所有人都对照着社交媒体,扮演好了一位野餐者的角色,一如他们每逢周一至周五在公司里卖力演出的样子。等自己也在朋友圈交上作业,收获一堆赞,这个春天就算应付过去了。
Z近的朋友圈,野餐元素含量严重超标了。
随着温暖的春风吹满地,野餐也成为席卷全国大小公园的一股休闲娱乐风潮。无论你是出门溜达,还是躺在床上刷手机,总能看到有人在草地上席地而坐,在鲜花和高饱和度的食物旁搔首弄姿。
“在上海,每年有100万个小姑娘在野餐。”博主@G僧东在微博发出这样一条吐槽视频后,立即收到了几千条带图片回复。
《在上海,每年有100万个小姑娘在野餐》截图
这些照片中的小姑娘也确如视频中所吐槽的,“对于她们来说,野餐的关键,既不是野,也不是餐”——
什么荒岛求生、钻木取火、跟着贝爷去旅行的场面,都不会出现在野餐现场。如果真的想吃好吃的,她们也大可抢张消费券,到网红餐厅门口排队。
野餐的必经流程,必须是以别扭的姿势躺在地上,报纸盖着脸,由同伴站着帮忙俯拍。

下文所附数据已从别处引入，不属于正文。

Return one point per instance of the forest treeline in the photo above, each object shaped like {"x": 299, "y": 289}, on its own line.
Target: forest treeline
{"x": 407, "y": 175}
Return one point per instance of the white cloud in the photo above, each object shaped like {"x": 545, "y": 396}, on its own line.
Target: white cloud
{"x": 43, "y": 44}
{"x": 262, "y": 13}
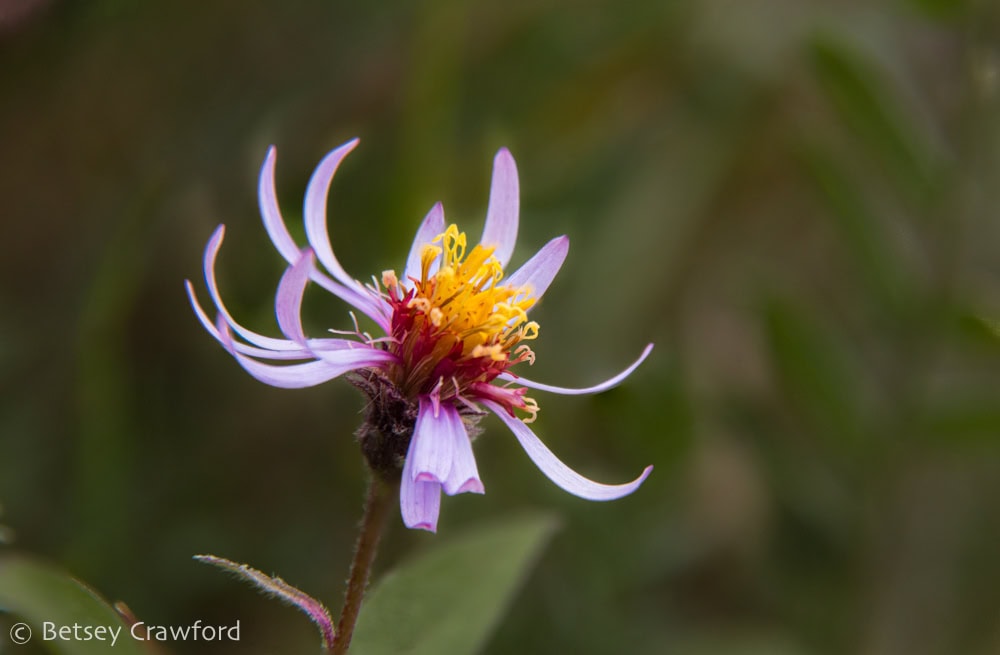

这样一来,不仅可以省去大部分的P图时间,还能让你仿若坠入仙境的爱丽丝,在道具的包围下,完成一场梦的旅程。
区别一下,野炊??
野餐??/图虫创意
这段旅程的终点站,还必须是朋友圈。拍片三千,只取一张。唯有好看和获赞,是野餐中一切事物的至高衡量标准。
野餐,没有你想象的那么美好
如果给电视剧主角一块草地,他们马上能红尘作伴活得潇潇洒洒,对酒当歌唱出心中喜悦,轰轰烈烈把握青春年华。如果给生活在城市中的普通人一块草地,他们马上就想到了野餐。
但一场完美的野餐,可以是十分讲究天时地利人和的小概率事件。
天气很重要。
比如Z近的北京就不适合野餐,即便铺了餐垫坐草地上,也觉得烫屁股,奶油蛋糕随时有可能变身奶昔一盘。
Z近的广州也不怎么适合野餐,小叶榕树上密密麻麻的榕管蓟马,定能被你精心准备的食物吸引而来。你为拍照换上了淡黄的长裙,却无形中成为了人形粘虫板。
野餐选址更讲究。
博主@花逗请说 便戳穿了无数少女的梦:海边野餐听起来是很风情万种吧,可那风分分钟让你真的“卷铺盖走人”。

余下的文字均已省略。